In this series:

In Part 1 of this series, I explained how correlated Rayleigh random variables are generated. In Part 2, I presented a simple and efficient implementation architecture of a Gaussian random variable generator for the realization of a baseband correlated Rayleigh generator.

Rayleigh random variable generator architecture

Figure 1 illustrates the architecture of a correlated Rayleigh random variable generator. Inverse fast Fourier transform (IFFT) logic and filter coefficient memory are re-configurable by the user from the host, including IFFT transform length and normalized Doppler filter coefficients.

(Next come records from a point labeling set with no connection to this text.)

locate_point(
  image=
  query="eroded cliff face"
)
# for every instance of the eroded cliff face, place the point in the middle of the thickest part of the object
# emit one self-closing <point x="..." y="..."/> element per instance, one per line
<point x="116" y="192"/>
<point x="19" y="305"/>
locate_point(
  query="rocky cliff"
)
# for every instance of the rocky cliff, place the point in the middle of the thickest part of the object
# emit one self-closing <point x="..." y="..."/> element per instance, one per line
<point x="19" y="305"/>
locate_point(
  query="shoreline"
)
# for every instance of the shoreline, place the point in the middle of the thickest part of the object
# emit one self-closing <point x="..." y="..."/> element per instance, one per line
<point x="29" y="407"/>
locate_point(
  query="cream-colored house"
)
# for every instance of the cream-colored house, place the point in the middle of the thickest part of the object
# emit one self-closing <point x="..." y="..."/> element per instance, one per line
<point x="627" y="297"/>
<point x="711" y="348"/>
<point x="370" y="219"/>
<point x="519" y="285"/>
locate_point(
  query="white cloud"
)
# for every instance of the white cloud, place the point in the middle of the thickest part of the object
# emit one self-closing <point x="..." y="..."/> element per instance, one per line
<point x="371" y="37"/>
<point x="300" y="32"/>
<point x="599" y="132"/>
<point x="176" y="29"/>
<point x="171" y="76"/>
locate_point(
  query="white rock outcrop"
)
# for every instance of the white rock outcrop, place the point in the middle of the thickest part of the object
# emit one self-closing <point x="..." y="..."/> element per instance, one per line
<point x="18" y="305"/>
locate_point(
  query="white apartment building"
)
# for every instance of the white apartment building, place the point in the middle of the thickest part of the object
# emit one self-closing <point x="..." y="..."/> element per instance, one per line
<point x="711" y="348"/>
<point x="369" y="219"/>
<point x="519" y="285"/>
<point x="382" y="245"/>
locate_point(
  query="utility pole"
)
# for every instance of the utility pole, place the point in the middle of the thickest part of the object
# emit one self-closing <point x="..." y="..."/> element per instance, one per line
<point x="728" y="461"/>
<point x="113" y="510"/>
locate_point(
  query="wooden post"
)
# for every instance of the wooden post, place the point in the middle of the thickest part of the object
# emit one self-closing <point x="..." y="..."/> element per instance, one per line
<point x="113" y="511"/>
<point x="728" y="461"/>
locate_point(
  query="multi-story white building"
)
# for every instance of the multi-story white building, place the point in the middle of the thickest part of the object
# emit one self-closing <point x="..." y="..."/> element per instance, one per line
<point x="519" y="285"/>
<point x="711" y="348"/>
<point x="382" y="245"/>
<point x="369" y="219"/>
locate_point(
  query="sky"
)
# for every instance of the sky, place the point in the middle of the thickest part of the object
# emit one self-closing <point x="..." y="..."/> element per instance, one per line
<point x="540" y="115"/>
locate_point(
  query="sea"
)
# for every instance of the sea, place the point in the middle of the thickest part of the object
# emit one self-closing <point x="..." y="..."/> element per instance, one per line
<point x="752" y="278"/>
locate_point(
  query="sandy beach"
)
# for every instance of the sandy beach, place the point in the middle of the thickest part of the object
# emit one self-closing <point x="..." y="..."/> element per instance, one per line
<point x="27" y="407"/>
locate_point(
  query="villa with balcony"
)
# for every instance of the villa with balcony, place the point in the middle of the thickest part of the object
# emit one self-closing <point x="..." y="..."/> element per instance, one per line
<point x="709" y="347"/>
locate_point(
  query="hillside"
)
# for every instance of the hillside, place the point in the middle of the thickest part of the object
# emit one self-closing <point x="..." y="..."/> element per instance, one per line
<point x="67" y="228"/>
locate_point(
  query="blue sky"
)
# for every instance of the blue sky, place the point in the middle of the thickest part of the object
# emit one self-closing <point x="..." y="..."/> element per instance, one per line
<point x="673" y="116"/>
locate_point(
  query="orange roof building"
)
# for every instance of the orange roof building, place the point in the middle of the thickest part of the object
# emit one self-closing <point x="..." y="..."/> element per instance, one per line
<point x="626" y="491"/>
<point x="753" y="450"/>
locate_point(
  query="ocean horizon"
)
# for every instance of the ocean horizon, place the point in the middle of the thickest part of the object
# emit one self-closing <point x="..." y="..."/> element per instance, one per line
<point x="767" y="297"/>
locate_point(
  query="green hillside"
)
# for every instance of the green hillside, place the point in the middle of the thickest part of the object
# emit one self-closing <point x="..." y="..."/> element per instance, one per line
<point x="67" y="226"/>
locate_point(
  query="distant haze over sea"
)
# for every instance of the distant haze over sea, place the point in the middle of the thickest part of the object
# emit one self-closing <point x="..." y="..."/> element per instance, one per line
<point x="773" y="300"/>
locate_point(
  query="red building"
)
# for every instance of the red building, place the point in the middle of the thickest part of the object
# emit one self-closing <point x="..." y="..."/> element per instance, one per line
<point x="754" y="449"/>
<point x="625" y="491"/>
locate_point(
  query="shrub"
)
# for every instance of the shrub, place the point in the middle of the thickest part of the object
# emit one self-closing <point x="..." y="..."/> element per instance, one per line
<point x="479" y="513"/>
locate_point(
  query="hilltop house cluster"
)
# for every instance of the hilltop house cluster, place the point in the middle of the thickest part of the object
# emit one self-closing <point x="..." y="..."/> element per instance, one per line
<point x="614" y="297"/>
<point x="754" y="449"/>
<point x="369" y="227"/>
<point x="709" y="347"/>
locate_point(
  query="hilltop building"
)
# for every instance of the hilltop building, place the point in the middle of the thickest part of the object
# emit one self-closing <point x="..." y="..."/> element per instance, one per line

Figure 1: Architecture of a Rayleigh random variable generator

Figure 1: Architecture of a Rayleigh random variable generator

Figure 2: Discrete approximation of the Doppler spectrum

Figure 2: Discrete approximation of the Doppler spectrum

Figure 2 plots a discrete approximation of the Doppler spectrum

[1] with the normalized Doppler shift equal to 0.05. In this figure, the coefficients were quantized into fixed-point representations. One can easily see that the zero-valued coefficients are located out-of-band of the Doppler spectrum and none-zero values are symmetrically located in-band of the spectrum. As a result, only the none-zero values of one-sided Doppler spectrum are required to be stored in the filter coefficient memory. Only a small amount of additional logic is required to fetch the correct coefficient for the filtering process.

It is important to perform the IFFT in continuous streaming mode because filtered complex Gaussian random variables are continuously being generated. The Xilinx FFT core generator for the Virtex-6 FPGA in Nutaq's Perseus [2,3] development platform provides a continuous streaming mode with various re-configurable parameters that meet our requirements.

Figure 3 and Figure 4 show the amplitude and phase of 1000 generated correlated Rayleigh samples and the probability density function (PDF) over 220 samples. You can see that the generated random variable PDF closely follows the theoretical Rayleigh PDF as expected.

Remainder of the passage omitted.